Talking to reporters here on Tuesday, coordinator of the Movement C. Nallasami said that farmers were tired of seeking compensatory price for cane from the government and mills.
“The mills make up to Rs.14,000 from a tonne of cane by producing 95 kg of sugar, 100 units of electricity and 45 kg of molasses (used to make Indian-made foreign liquor). At the same time, the government and the mills do not come forward to give even Rs.2,000 for a tonne of cane to farmers,” he said.
Stating that the mills need not give the procurement price demanded by farmers, if it did not work profitable to them, he said, “Instead, let them stop with making sugar by carrying out the crushing work alone. We will pay a price fixed by the government towards crushing charge.

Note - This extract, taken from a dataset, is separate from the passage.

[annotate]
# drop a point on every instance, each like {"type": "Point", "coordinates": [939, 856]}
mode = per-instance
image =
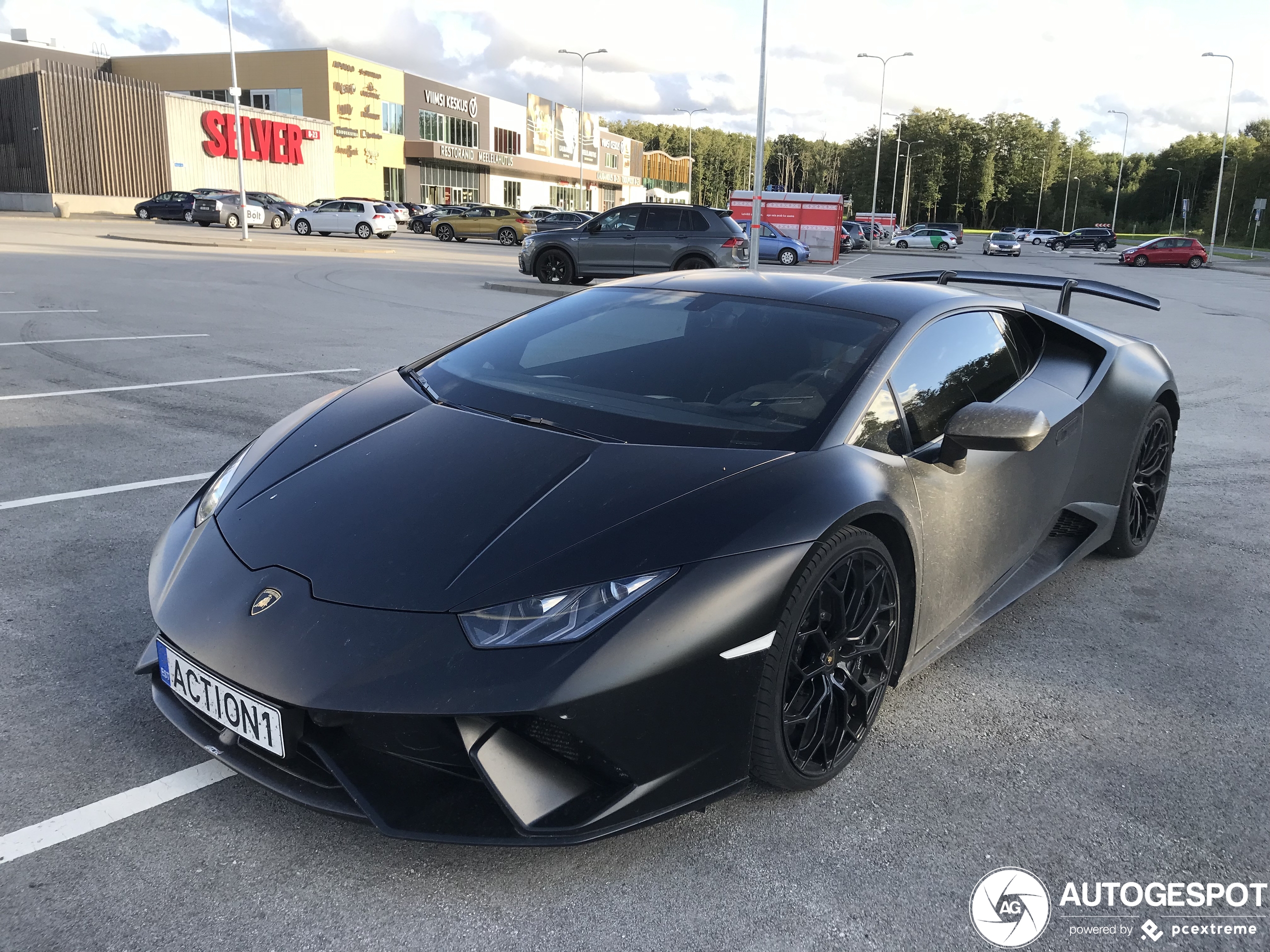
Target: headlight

Mr. Nallasami said the Sugarcane Control Act was irrelevant in a globalised economy and against the interests of farmers. “How can the farmers be forced to sell their produce only to a particular mill at a rate fixed by the government in a globalised economy? Does it not amount to the government itself promoting bonded labour?”
The State and the Centre should realise that farmers were not second-grade citizens. It was not fair to allow the mills to prosper even as the farmers suffered in poverty. “The government should take suitable measures to increase the area of cane cultivation and produce the necessary quantity of sugar instead of importing it. Import of sugar in an agriculture-based country is a national shame.”
The Movement would intensify tapping and selling of toddy, defying the prohibition laws, if the government did not lift ban on toddy tapping. “Besides selling toddy packed in tins and bottles, we will produce wine from it and sell it from January 21.” . The Movement was ready to withdraw its demand if the government proved that toddy was not good for health.